The data in the bottom row of Table 4 reveal that nearly all instructional sources included information about general CBM information (64 of 69) and about collecting CBM data (62 of 69), whereas fewer sources included information on the data-based decision-making aspects of CBM implementation, including reading/interpreting graphs (42 of 69) and linking CBM data to instruction (31 of 69). With regard to the percentage of slides/pages devoted to each category, across instructional sources, the largest proportion of information was devoted to collecting CBM data (approx. 42%). Much smaller proportions were devoted to reading/interpreting CBM graphs (approx. 7%) and to linking data to instruction (approx. 6%).
Preliminary Analysis
To address Research Questions 1 through 3, the data were collapsed into four major CBM categories. In addition, the data from manuals and books were combined because both provided CBM instruction in written form and both were coded in terms of pages or fractions of pages devoted to CBM categories. In the top section of Table 5, the amount of instructional information devoted to the four major CBM categories broken down by the two instructional sources is presented.
Distribution of CBM Instructional Information Across Four Major CBM Instructional Categories: Actual, Equal Distribution, and Experienced Trainers’ Recommendations.
Note. DBDM = data-based decision-making. Presentations (N = 45); Manuals/books (N = 24).

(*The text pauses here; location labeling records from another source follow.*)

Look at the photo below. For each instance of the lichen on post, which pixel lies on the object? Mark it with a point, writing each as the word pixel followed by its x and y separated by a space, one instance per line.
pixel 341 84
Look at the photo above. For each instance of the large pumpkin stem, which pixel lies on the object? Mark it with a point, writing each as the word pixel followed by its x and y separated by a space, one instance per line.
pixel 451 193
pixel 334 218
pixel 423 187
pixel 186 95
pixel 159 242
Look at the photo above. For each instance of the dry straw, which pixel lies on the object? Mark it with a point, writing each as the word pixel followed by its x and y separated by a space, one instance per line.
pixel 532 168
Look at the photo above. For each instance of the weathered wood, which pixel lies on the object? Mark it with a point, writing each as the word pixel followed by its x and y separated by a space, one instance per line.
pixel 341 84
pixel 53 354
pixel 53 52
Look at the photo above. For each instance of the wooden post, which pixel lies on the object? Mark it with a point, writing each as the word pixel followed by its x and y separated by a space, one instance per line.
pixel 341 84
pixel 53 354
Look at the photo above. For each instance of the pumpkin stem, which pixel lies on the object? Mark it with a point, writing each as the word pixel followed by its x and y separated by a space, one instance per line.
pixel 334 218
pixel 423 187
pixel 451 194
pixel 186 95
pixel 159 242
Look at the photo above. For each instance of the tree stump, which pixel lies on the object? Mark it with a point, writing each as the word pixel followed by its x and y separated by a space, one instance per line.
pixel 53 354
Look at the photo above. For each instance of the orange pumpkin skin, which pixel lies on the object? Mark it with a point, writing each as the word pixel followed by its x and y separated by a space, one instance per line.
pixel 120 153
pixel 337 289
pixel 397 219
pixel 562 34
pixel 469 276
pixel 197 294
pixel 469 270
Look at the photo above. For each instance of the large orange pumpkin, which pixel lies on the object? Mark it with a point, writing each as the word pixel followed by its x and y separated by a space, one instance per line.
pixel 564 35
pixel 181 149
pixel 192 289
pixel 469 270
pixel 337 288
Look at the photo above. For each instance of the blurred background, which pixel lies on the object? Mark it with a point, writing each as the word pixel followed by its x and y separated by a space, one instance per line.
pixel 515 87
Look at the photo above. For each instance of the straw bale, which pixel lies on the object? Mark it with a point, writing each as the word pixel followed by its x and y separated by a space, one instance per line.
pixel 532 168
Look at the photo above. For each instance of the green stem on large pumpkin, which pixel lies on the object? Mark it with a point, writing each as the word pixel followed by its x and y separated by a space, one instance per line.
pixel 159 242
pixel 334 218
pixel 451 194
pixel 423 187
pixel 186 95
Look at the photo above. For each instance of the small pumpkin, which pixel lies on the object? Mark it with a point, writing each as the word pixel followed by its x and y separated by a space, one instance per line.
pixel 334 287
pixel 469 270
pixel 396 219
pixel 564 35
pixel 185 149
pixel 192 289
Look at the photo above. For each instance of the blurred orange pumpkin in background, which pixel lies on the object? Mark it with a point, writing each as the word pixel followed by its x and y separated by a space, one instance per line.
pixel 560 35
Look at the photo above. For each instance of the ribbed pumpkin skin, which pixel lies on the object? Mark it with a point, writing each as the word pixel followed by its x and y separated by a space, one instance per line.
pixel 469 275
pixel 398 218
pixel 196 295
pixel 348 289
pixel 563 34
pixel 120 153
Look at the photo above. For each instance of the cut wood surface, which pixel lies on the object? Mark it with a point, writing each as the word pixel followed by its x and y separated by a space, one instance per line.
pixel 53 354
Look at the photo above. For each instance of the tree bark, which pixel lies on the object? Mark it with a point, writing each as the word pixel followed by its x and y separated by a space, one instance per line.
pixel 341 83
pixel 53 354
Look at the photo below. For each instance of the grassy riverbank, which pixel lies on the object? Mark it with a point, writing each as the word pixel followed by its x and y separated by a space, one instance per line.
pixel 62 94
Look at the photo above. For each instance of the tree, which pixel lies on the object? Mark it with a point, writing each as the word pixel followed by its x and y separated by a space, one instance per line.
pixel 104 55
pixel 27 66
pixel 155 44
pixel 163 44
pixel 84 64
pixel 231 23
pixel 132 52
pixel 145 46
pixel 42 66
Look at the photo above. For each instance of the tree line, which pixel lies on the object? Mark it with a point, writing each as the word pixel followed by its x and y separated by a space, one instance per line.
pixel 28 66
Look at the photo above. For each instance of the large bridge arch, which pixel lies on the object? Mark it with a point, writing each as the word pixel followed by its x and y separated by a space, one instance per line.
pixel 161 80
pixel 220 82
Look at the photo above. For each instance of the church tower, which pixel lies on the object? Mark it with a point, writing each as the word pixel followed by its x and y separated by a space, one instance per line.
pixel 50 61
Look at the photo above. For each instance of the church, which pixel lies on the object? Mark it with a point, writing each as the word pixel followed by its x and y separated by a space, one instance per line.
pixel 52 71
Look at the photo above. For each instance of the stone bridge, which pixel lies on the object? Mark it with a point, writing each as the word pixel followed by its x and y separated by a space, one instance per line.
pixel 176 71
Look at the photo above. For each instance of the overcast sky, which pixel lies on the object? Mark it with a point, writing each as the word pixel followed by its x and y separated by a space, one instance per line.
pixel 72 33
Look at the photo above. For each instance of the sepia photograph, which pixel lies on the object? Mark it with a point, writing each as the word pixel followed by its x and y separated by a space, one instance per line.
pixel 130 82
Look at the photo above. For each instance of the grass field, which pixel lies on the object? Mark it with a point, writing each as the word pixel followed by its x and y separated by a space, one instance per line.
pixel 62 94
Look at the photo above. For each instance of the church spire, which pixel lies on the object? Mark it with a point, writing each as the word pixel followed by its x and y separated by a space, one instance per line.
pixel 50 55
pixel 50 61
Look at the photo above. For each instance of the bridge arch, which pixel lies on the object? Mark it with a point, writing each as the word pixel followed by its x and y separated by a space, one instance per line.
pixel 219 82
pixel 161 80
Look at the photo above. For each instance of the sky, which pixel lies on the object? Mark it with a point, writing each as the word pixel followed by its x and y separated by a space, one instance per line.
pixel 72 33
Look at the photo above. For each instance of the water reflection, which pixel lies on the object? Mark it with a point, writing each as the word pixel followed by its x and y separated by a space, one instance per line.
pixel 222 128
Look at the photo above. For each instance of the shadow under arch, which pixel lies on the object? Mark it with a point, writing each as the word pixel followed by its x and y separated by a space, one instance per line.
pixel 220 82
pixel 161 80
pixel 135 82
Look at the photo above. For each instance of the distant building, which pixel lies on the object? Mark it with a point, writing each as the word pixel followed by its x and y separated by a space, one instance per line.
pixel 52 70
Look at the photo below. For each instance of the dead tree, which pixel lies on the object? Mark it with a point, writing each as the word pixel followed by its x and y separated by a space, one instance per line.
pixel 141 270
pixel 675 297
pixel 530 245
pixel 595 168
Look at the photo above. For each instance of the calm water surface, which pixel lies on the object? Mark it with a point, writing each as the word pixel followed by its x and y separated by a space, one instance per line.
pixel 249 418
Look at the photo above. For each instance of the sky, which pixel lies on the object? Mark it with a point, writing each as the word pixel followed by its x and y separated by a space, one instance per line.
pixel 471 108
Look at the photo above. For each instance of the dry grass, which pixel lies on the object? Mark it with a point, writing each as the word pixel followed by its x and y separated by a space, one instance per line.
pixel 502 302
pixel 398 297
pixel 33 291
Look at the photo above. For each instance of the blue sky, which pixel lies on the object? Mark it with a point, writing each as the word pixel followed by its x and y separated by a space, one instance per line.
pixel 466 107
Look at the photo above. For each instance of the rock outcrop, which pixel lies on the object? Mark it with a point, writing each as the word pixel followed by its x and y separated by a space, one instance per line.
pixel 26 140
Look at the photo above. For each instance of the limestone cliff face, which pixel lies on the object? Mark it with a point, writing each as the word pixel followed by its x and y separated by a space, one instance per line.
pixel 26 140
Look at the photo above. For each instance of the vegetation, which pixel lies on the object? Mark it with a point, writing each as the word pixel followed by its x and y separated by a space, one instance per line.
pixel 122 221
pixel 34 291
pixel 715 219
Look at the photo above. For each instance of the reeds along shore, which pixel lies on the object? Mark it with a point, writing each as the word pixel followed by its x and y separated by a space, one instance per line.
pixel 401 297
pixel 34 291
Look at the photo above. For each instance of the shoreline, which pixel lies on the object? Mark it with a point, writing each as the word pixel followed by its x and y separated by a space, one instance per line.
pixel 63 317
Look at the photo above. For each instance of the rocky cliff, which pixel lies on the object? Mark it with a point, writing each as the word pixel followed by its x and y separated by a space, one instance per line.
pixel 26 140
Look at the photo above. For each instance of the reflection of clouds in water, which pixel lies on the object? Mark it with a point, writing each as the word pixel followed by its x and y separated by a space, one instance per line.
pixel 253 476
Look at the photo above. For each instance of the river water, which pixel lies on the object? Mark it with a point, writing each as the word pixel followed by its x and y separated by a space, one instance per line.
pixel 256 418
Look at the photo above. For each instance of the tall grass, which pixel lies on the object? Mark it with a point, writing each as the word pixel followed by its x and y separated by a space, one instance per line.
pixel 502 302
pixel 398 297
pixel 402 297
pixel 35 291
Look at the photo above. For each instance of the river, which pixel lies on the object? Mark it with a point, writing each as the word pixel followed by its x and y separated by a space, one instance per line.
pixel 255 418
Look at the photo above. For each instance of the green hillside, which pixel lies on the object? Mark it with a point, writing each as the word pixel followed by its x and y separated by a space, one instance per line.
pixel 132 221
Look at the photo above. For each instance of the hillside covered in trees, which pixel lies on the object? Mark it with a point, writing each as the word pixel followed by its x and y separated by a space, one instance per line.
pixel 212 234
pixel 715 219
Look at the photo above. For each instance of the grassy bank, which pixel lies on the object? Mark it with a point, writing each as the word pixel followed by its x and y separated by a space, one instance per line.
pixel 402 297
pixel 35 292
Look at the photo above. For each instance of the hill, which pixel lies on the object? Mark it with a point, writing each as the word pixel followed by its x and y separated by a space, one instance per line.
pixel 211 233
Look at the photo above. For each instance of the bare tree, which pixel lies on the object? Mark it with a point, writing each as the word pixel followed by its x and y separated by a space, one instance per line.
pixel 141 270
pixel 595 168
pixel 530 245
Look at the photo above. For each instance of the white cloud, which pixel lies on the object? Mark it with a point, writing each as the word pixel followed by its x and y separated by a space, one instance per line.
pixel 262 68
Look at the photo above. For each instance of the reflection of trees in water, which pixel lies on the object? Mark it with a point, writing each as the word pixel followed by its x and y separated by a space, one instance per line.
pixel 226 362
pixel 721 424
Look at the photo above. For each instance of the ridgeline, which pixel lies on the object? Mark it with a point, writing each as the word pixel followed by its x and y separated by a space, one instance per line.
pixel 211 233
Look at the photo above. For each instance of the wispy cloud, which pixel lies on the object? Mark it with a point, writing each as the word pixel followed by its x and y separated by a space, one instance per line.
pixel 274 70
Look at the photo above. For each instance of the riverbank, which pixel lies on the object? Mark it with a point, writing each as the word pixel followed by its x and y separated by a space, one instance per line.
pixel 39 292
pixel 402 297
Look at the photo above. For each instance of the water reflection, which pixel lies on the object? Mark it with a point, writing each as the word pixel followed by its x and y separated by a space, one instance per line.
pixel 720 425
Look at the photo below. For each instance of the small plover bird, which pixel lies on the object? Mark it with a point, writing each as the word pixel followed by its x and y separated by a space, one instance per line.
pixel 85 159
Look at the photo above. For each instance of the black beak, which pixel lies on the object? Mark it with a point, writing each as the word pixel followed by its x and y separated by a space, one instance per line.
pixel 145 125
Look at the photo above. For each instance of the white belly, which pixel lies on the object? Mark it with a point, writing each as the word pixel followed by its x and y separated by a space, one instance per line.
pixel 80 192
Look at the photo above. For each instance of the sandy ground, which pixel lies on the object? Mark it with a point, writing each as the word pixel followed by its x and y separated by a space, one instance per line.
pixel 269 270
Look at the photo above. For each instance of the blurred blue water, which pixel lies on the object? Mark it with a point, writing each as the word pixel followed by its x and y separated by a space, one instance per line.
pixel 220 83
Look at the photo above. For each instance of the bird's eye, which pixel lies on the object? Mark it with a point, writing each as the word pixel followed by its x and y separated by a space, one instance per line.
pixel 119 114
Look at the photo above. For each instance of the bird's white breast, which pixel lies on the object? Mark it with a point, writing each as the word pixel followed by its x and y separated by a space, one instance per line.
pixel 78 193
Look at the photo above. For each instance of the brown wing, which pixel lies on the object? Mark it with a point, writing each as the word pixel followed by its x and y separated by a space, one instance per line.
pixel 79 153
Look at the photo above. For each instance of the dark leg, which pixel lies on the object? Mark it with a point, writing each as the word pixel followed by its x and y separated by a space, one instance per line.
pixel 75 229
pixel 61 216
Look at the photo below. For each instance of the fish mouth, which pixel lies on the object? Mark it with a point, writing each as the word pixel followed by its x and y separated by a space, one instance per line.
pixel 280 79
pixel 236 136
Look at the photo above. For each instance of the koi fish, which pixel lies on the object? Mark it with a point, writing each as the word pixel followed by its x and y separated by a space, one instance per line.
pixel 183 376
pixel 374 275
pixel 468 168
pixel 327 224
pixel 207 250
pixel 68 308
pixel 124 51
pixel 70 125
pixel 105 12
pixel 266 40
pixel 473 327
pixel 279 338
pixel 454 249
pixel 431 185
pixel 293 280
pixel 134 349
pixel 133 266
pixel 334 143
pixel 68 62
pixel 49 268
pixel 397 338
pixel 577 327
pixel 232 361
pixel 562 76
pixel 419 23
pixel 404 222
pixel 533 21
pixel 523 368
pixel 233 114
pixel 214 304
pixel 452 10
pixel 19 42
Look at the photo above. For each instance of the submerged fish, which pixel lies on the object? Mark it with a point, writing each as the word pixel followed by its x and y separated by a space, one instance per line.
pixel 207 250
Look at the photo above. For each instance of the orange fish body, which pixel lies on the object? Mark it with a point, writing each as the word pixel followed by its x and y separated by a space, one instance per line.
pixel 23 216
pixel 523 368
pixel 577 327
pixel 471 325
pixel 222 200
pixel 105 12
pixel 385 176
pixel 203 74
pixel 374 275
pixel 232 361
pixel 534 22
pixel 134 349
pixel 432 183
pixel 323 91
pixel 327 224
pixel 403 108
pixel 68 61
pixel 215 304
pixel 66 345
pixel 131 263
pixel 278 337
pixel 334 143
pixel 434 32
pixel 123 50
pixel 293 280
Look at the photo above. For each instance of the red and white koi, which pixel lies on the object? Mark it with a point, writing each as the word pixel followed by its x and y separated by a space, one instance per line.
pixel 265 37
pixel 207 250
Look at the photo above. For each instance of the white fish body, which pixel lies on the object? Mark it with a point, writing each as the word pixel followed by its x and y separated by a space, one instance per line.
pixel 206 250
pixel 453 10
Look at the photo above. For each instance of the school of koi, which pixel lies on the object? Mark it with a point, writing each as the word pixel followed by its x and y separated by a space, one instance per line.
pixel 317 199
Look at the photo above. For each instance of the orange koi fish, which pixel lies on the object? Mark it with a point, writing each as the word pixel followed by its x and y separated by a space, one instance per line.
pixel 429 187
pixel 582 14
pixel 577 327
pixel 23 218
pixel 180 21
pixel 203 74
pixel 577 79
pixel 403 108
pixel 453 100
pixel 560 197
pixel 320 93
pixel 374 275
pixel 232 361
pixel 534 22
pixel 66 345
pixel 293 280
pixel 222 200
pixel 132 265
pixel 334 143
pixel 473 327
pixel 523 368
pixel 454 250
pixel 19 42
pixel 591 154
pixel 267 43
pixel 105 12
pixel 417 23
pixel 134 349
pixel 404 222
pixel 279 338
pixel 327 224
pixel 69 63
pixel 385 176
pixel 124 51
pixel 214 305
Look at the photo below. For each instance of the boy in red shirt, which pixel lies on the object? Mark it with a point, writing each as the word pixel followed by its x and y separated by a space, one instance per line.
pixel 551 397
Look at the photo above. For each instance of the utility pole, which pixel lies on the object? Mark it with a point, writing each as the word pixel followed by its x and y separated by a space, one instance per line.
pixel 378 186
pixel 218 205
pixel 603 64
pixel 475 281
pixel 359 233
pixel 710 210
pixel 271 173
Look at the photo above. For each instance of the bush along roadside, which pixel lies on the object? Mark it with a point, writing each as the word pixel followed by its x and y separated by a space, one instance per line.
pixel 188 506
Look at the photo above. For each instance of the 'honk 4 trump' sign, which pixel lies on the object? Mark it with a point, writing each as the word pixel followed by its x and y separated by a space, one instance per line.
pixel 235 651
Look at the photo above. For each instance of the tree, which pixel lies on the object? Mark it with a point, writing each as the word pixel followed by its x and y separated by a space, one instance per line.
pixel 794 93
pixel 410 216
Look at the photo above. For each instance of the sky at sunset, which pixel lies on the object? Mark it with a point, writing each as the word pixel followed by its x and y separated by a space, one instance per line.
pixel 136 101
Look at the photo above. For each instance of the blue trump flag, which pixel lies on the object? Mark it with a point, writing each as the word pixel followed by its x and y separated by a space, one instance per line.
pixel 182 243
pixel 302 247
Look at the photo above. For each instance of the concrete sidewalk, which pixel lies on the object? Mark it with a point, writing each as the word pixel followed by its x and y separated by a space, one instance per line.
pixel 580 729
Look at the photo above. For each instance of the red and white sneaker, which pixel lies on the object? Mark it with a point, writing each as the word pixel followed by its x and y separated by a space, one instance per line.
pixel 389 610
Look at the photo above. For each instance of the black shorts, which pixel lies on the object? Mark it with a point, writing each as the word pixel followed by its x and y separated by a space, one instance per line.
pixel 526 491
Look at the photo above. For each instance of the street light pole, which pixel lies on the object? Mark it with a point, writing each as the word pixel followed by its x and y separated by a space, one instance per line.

In the middle (Equal Distributions) and lower (Experienced Trainers’ Recommendations) sections of the table, percentages for presentations and manuals/books are the same. They are presented separately to display the number of slides/pages that correspond to the percentages. Data are presented in the table in a logical order. For the Woolf analysis, data were entered in the following order – General, DBDM, Conducting, and Other.
A preliminary analysis was conducted to examine whether there was a difference in the distribution of instructional information for the presentations and the manuals/books. Results of a chi-square analysis of independence revealed significant differences in distributions between the presentations and manuals/books, χ2(3) = 28.25, p < .001. Inspection of mean percentages (top section, Table 5) reveal that presentations contained more information on conducting CBM than did the manuals/books (approx. 55% vs. 50%), and less on other (approx. 9% vs. 15%). Despite these differences, the overall pattern of distributions was similar across the two sources. That is, for both presentations and manuals/books, the largest percentage of information was devoted to conducting CBM (approx. 55% and 50%, respectively), followed by general CBM information (approx. 24% and 22%, respectively). Only a small percentage of information was devoted to data-based decision-making (approx. 12% and 14%, respectively).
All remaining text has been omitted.